Amortization w/CUMIPMT and CUMPRINC

3 min read 1 year ago
Published on Aug 04, 2024 This response is partially generated with the help of AI. It may contain inaccuracies.

Table of Contents

Introduction

This tutorial will guide you through the process of calculating loan amortization using Excel functions CUMIPMT and CUMPRINC. By the end of this tutorial, you'll understand how to create an amortization schedule that includes cumulative interest and cumulative principal, which is essential for managing loans effectively.

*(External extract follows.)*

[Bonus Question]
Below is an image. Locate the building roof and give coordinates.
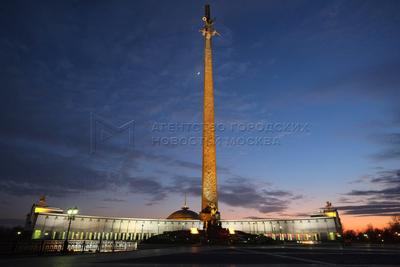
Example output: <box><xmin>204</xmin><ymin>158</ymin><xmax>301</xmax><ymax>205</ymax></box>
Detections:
<box><xmin>167</xmin><ymin>206</ymin><xmax>199</xmax><ymax>220</ymax></box>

Step 1: Determine Loan Parameters

Before creating the amortization table, establish the loan parameters.

  • Monthly Budget: $625
  • Interest Rate: 4.25% per annum
  • Loan Term: 6 years

Calculate Present Value

To find out the maximum loan amount you can borrow, use the present value function:

  • Divide the annual interest rate by 12 to get the monthly interest rate.
  • Multiply the number of years by 12 to get the total number of payments.
  • Set the periodic payment as a negative value.

The formula in Excel:

=PV(rate, nper, pmt)

Where:

  • rate = 4.25%/12
  • nper = 6*12
  • pmt = -625

The result will be the maximum loan amount, which is approximately $39,659.

Step 2: Set Up the Amortization Schedule

Create a basic amortization schedule in Excel.

Create Payment Numbers

  1. In Column A, create payment numbers from 1 to 72 using the fill series feature.

Initialize Columns

Set up the following columns:

  • Beginning Balance
  • Monthly Payment
  • Interest Paid
  • Principal Paid
  • Ending Balance

Populate Initial Values

  • For the Beginning Balance of the first payment, use the present value calculated earlier.
  • For the Monthly Payment, enter $625 as an absolute reference.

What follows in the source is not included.